Tips for Fast Initial Load

For a large database, the conventional initial load that extracts each table, one by one, can run for days. Not everyone can wait for that, so here are some tips to improve initial load performance on SymmetricDS.

Parallel Extraction

Use more than one reload channel to extract tables in parallel. During configuration, each table is assigned a channel for change data capture and a reload channel for the initial load. By grouping tables and assigning them to one of multiple reload channels, we can achieve parallel extraction. Try to balance the reload channels so each one has about the same amount of data to extract, either using row counts or table size. Most databases have a system table you can query to get a list of tables and their size. For example, on Oracle you can run the following SQL statement:

select table_name, num_rows * avg_row_len from user_tables order by 2 desc

By sorting the tables from largest to smallest, it’s easy to make equal-sized groups. Once you’ve decided on reload channels, go to the Configure -> Table Triggers screen or sym_trigger table to set the reload channel for each table.

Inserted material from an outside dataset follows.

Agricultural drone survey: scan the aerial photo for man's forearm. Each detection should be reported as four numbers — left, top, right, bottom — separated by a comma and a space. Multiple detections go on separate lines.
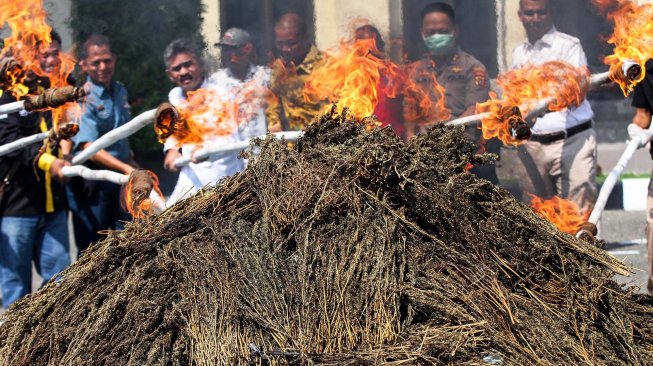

One caveat is that long running extract queries can cause the rollback space of a database to fill up, so you might need to increase rollback space or reduce the number of parallel extraction threads. To control how many channels can extract in parallel, change the following parameter:

initial.load.extract.thread.per.server.count=20

Parallel Loading

Now that you have multiple reload channels for extraction, you can make these channels load in parallel as well. Threads for loading are controlled at the channel level. Go to the Configure -> Channels screen or the sym_channel table and update the “queue” field. Each queue has a thread that processes channels by their priority order. You can use any queue name you want to create new queues. For example, give each reload channel a queue named after the channel, and you’ll get all reload channels to load in parallel. There is a limit on the total number of threads associated with push and pull synchronization, so you may need to adjust those parameters also:

pull.thread.per.server.count=10
push.thread.per.server.count=10

No Constraints

When loading data into tables, the database must check that constraints are satisfied and update indexes for each row. It’s faster to defer constraints and indexes until after all the data is loaded. You should keep primary keys, but drop (or disable) all other constraints and indexes. If you’re using SymmetricDS to create tables, then the following parameters will create tables without foreign keys or indexes:

create.table.without.foreign.keys=true
create.table.without.indexes=true

Not only does this help the load run faster, but it’s also necessary to avoid foreign key errors on some systems. When we created multiple reload channels, unless we were careful to keep dependent tables on the same channel, it will break foreign key order. It also solves a timing issue for busy systems that are being changed while the load runs. (For example, users can make changes to table A while it’s being extracted, and when table B extracts, it will find references to rows in A that weren’t extracted.) Of course, the tables become consistent after the load is complete and the changes catch up, but you need foreign keys disabled to allow that to happen.

After the load is complete, and changes have caught up to the point in time when you started the load, set the parameters back to false, then use the Manage -> Nodes screen to Send -> Table Schema (or use the “symadmin send-schema” command) to create all the indexes and foreign keys.

This technique of deferring constraints and indexes works so well that it was automated as a default feature in SymmetricDS version 3.10. Manual manipulation with the parameters as described here, or managing the DDL yourself works for earlier versions.

Bulk Loader

Most database platforms have a bulk loader in SymmetricDS that uses platform-specific features for faster loading. Bulk loaders are included for Oracle, SQL-Server, PostgreSQL, MySQL, and other databases. Bulk loading is enabled at the channel level. From the Configure -> Channels screen or the sym_channel table, edit the reload channels and set the data loader type to “bulk”. If a bulk loader isn’t available for your database, it will use platform-agnostic JDBC batch updates instead. The bulk loaders perform best when the target tables are empty. If any error occurs, such as an existing row is found, it will fall back to using the default loader, which will slow down the load.

Disable the Default Channel

For active databases, disable the channels used for change data capture right before starting the initial load. When the source database is being changed, it can create a backlog of many small batches. By disabling the channel, we’re telling the router service to let the changes be captured, but don’t put them into batches yet. After the initial load is complete, enable the channels again, and the router service will create the batches needed to catch up. Instead of a large number of small batches, there will be a small number of large batches. Not only does this help the system run faster, but it also gives you a simplified view of batches in the system as you watch the progress of the initial load.

Conclusion

We can speed up the initial load by tuning a combination of settings. We use reload channels for parallel extract threads and channel queues for parallel load threads. We use a bulk loader and defer indexes and constraints to load data into target tables quickly. For busy systems, disabling the default channel during the load ensures a speedy recovery of changes afterwards. I hope these tuning tips help you with a fast and successful initial load of data.